You can store your SSH preferences in the Preferences dialog to allow authorisation when opening reports on remote machines. There are two settings you can enter here:

  • SSH private key path - enter the file path of your your machine’s private SSH key here. This filepath will be used to authenticate you on remote machines during the connection process. The default path is <home>/.ssh/id_rsa/, where <home> denotes your home directory in your operating system.

  • SSH agent mode - this dropdown-list allows you to choose whether you want to specify an ssh-agent socket path, and, if so, how you want to do so:

    • Disabled - do not use an ssh-agent socket (the default)

    • Manually specify - enter file path to the ssh-agent socket in the field that appears below this option.

    • Automatically obtain from environment - obtain the ssh-agent path from an environment variable.

10.4. Quit after last window is closed

This preferences control whether the Mac version of the application quits the program after the last window is closed.

10.5. Experimental features

Each version of the PopVision Graph Analyser contains some experimental features that are hidden by default. These features are not fully release-capable, and will have limited support and may change or be removed in future. You can enable them here, by toggling the button next to this option.

10.6. Graph stats

You can display (or hide) statistics for the Memory and Liveness reports. They appear in the top right-hand corner of the graph and show the Average, Minimum, Maximum and Standard Deviation of the memory usage across the selected tiles, for each data set plotted.

11. FAQs

This section contains a set of frequently asked questions about capturing and understanding reports in the PopVision Graph Analyser.

11.1. Not Always Live memory discrepancy

Question: Why does the tile memory differ on the Memory and Liveness reports? If you open a Memory report, and select the ‘Liveness’ graph type from the drop-down menu, and then select a particular tile, you can see its memory consumption plotted. If you then find that same tile in the Liveness report, you may notice that its memory consumption is lower. Why does this happen?

Answer: The ‘Not Always Live’ plot on the Memory-Liveness report actually shows the maximum memory of the not-always-live variables, which can be lower than the actual tile memory required.
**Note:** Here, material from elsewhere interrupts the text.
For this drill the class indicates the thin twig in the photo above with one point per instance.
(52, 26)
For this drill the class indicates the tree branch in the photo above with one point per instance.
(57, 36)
Because memory is statically allocated on the tile, and the allocating algorithm isn’t perfect, this could be less than the actual amount of memory required to store your program.

As an example, suppose you have two variables A and B, both 1 byte, but B needs to be stored in interleaved memory. If you have a program like this:

Write(A)
Read(A)
Write(B)
Read(B)

then the two variables are not live at the same time, so in theory could be overlapped, but because of the additional constraints they aren’t. In this case the maximum not-always-live bytes is 1 byte, but they memory required (excluding gaps) is 2 bytes.

12. Release notes

For the latest release notes, please refer to Graphcore’s Software Download site, where you can see what changes have occurred for each update of this software.

To see what’s changed in the PopVision Graph Analyser application, select ‘Release Notes’ from the Help menu, or click the “What’s new since the last release” link on the landing page.

13. Licensing information

Licensing information about the PopVision Graph Analyser is available to read by selecting ‘License’ from the Help menu. It contains an end-user agreement, copyright and trademark information, and license information about third-party software used in the application.

This information can also be found in the Installation README file, which you can find on the Graphcore Support site.